TOLEDO, OH (WTOL) - Dozens of mothers gathered at the Toledo-Lucas County Health Department for a community baby shower to raise awareness for a new program is hoping to reduce pre-term births, one of the leading causes of infant mortality.
The new model involves a group of pre-natal care for pregnant women called Supportive Pregnancy Care or SPC.
"What we know about group care and prenatal care and supportive pregnancy care is that it reduces pre-term birth for all women by about 33 percent," said Lisa Amlung-Holloway of the March of Dimes.
SPC involves groups of women who are set to deliver around the same time.

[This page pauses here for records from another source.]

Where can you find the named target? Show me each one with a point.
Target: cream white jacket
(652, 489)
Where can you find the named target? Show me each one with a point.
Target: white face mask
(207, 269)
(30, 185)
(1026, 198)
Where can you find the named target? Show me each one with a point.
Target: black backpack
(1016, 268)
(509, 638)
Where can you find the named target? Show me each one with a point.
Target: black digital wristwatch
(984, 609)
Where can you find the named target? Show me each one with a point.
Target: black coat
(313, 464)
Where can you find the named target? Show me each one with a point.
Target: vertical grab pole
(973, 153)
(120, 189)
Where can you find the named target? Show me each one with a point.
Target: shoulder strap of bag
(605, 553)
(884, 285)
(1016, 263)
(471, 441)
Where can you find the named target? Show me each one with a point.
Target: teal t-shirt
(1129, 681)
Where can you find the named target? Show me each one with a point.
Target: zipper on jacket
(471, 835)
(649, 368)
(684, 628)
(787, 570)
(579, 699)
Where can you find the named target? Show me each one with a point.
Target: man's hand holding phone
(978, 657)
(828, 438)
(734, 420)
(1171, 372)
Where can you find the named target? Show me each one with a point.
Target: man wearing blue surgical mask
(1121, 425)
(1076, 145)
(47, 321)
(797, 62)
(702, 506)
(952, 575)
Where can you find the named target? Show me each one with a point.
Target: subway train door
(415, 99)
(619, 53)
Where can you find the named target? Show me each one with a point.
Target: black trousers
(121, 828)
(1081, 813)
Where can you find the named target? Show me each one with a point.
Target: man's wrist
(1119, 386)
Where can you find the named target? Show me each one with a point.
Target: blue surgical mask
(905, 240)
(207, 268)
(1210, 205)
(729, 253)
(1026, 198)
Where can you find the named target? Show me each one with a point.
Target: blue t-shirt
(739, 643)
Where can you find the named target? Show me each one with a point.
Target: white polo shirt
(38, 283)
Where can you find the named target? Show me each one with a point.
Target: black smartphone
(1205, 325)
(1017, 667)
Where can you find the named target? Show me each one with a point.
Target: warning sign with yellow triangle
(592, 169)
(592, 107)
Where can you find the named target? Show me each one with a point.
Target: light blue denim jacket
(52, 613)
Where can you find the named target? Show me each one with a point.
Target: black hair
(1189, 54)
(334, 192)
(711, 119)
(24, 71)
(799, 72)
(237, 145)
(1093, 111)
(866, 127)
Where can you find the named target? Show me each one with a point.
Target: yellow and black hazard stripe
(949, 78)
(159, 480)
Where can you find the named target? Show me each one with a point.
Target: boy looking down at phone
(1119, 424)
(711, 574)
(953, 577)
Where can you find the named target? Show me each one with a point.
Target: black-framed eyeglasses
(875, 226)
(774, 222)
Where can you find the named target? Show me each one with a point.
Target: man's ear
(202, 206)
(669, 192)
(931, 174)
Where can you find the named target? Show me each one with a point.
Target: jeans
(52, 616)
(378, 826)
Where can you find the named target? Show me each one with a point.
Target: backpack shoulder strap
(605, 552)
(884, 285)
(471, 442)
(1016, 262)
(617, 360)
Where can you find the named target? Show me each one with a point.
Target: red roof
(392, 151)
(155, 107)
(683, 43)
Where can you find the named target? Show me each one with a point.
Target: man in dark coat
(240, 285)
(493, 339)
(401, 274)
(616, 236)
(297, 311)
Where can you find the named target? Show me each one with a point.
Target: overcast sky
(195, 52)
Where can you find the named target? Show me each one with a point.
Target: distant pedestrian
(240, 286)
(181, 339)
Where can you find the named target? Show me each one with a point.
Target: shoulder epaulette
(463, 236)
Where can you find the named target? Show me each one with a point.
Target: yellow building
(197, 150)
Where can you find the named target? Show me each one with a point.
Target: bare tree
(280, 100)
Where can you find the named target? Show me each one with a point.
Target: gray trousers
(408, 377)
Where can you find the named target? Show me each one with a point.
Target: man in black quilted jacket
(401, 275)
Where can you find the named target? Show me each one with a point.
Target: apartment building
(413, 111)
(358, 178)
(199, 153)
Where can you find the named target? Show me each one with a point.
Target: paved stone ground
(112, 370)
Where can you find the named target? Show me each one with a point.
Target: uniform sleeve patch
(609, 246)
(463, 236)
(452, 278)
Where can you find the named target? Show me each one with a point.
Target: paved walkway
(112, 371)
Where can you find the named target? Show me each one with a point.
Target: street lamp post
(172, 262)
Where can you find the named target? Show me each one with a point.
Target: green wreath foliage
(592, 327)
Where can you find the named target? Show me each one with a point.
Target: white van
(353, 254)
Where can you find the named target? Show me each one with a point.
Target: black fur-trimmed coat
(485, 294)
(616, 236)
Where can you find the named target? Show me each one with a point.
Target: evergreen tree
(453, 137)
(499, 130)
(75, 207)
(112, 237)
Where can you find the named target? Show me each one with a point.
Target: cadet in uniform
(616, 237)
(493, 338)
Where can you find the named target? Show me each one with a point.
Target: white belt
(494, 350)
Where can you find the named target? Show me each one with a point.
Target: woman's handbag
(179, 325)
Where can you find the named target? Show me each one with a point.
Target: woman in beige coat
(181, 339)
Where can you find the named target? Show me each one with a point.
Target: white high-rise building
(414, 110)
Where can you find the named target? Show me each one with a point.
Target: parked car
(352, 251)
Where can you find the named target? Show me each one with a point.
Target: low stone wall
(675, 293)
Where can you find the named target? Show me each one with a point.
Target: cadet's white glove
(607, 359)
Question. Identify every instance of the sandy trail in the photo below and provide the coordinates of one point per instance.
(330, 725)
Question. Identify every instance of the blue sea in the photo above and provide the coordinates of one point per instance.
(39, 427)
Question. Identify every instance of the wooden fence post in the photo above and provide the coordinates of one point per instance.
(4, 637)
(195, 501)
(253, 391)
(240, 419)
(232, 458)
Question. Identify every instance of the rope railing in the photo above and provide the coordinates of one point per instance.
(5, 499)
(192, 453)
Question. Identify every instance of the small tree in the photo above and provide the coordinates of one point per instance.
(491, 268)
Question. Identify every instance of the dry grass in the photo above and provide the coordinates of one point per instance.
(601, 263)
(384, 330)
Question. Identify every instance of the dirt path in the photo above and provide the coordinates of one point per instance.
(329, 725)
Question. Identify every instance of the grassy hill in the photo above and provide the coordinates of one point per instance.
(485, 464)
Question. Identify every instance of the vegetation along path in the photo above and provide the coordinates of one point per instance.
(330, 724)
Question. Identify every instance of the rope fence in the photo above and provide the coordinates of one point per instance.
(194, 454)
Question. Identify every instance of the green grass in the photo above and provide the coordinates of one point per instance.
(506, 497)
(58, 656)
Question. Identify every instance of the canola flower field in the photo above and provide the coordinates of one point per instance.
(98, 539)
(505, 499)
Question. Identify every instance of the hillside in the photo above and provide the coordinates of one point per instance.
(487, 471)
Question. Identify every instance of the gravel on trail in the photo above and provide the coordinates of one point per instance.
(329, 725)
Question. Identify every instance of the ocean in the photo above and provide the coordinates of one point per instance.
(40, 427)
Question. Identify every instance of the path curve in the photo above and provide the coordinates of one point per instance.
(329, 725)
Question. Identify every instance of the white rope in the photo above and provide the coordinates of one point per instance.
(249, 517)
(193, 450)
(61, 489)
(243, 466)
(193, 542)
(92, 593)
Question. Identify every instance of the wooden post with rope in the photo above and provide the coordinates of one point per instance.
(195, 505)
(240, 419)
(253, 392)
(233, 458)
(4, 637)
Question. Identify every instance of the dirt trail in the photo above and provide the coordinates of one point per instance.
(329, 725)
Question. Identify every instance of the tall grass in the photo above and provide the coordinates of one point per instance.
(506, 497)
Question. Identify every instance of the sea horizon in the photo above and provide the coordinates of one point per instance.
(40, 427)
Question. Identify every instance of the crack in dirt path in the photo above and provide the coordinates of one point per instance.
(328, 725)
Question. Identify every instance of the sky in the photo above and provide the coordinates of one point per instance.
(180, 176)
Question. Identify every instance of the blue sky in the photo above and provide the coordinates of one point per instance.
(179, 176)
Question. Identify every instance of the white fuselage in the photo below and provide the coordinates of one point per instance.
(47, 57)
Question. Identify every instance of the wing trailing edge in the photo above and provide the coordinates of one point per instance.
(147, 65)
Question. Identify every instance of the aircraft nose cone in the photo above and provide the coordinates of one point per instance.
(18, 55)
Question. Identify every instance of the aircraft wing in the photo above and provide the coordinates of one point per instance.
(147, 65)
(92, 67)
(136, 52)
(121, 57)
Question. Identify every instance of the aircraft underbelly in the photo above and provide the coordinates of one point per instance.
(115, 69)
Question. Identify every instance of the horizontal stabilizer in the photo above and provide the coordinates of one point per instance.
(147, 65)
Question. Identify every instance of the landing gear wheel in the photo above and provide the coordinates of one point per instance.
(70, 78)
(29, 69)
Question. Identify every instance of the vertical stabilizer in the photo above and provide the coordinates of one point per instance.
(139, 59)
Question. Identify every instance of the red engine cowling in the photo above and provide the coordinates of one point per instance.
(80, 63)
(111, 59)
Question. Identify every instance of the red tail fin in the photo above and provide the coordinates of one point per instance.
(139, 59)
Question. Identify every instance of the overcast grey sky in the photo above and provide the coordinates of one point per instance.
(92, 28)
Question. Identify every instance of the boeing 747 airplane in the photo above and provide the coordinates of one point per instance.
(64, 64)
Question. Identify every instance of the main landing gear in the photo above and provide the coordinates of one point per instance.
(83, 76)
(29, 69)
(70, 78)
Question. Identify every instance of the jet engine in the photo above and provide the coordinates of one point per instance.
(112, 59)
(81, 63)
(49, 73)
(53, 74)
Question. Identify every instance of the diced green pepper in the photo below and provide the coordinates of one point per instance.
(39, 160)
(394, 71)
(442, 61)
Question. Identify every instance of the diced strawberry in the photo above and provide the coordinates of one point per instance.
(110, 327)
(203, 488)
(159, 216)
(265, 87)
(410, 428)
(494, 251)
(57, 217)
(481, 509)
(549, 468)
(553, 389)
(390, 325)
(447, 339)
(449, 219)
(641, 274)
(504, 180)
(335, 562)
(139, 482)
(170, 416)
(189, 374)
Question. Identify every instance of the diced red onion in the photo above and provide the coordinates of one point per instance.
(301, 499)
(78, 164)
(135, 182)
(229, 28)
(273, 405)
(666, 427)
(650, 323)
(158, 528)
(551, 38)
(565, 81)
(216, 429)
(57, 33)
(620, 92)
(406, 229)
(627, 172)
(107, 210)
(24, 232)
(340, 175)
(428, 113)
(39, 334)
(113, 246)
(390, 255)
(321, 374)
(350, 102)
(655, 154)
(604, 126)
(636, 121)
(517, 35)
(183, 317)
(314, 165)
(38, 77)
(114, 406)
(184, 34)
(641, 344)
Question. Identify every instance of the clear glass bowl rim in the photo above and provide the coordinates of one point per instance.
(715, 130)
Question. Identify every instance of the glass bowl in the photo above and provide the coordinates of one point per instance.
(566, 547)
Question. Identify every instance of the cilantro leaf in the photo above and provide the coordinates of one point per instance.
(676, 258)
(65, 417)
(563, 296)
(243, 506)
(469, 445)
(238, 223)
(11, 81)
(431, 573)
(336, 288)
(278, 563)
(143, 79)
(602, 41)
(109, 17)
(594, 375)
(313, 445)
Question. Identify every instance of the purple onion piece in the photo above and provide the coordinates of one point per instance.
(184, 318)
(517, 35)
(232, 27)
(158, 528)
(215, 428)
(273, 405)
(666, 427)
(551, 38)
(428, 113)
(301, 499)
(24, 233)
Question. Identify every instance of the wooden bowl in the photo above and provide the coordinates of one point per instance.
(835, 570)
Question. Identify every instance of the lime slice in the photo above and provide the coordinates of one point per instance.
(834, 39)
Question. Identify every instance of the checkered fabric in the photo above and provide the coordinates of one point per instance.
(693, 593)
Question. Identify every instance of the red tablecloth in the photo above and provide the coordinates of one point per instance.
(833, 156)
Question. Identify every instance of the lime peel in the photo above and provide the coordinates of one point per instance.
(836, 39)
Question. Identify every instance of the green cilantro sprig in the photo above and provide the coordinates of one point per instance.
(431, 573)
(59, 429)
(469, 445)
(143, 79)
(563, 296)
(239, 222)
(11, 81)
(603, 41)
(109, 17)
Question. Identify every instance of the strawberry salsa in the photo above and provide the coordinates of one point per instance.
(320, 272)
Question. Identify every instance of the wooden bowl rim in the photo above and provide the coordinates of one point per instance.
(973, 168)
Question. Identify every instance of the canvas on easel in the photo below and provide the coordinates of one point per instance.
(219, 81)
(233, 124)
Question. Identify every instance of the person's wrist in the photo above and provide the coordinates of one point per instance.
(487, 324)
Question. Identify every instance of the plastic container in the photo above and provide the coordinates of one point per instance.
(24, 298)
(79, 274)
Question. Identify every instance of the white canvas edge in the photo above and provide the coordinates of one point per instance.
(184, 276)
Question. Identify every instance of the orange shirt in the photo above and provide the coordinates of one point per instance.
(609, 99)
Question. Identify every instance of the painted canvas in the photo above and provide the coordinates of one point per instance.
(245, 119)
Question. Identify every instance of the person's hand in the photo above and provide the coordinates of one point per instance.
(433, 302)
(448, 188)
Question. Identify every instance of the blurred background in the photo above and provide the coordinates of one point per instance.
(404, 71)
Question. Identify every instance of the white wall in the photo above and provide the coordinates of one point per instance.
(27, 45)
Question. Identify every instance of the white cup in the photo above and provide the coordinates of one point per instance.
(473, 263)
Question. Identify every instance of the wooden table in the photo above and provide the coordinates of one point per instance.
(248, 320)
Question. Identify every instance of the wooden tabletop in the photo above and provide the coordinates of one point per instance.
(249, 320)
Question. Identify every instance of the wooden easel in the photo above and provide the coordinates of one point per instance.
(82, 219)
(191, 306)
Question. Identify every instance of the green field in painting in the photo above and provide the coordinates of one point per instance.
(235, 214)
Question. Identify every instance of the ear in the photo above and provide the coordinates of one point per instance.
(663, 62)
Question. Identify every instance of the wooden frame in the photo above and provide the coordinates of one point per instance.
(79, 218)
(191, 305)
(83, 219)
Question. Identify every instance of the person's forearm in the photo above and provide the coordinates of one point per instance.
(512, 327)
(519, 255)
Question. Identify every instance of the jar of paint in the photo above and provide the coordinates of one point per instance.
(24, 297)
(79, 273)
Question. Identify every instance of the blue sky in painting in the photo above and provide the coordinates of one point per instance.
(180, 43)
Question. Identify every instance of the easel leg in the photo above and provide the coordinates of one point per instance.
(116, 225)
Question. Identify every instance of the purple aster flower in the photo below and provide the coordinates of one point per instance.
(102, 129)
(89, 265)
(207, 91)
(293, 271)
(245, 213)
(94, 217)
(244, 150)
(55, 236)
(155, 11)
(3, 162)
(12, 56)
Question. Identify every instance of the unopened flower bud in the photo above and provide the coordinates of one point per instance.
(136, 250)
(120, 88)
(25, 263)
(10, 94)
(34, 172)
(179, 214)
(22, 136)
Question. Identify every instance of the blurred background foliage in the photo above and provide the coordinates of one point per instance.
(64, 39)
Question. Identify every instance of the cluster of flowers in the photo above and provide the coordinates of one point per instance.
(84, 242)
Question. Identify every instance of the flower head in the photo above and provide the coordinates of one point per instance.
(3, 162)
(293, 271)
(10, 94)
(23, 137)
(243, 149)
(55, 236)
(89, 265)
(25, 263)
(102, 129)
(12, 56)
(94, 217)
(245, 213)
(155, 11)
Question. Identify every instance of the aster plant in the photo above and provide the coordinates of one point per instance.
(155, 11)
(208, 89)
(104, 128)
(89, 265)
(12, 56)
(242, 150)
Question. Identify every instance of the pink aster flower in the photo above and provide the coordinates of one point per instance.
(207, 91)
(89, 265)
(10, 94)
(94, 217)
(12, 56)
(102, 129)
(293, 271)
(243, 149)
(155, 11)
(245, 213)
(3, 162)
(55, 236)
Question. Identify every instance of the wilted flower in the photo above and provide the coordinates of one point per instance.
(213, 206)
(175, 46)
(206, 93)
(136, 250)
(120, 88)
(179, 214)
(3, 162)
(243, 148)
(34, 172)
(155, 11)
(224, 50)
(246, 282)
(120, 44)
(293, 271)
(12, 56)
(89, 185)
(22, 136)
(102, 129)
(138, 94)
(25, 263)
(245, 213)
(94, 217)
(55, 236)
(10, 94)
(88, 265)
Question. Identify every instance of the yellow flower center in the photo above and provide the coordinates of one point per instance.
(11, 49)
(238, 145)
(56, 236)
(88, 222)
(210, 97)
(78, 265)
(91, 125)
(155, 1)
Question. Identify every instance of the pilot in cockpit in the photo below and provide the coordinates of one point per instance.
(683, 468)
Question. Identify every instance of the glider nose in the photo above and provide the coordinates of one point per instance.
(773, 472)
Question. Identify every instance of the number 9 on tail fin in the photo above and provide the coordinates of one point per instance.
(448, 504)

"They will meet with a provider or two, or physicians or a midwife, or whoever is facilitating their prenatal care or who would normally be facilitating their pre-natal care," Amlung-Holloway said. "And they come together and they discuss different topics that are related to pregnancy."
Experts say babies born prematurely have a greater chance of suffering from lifelong disabilities and chronic health conditions, even death before their first birthday.
In Toledo, pre-term birth is the leading cause of infant mortality.
"The national average is about 9.8. It is higher here in Toledo. It's higher here in Ohio.," Amlung-Holloway said. "The March of Dimes gives grades to states and cities based on how they're performing, and we've received a "D" here."
In Lucas County, the pre-term birth rate is 11.2 percent.
Experts say there is a need for a well-rounded approach to help reduce pre-term birth, such as group pre-natal care.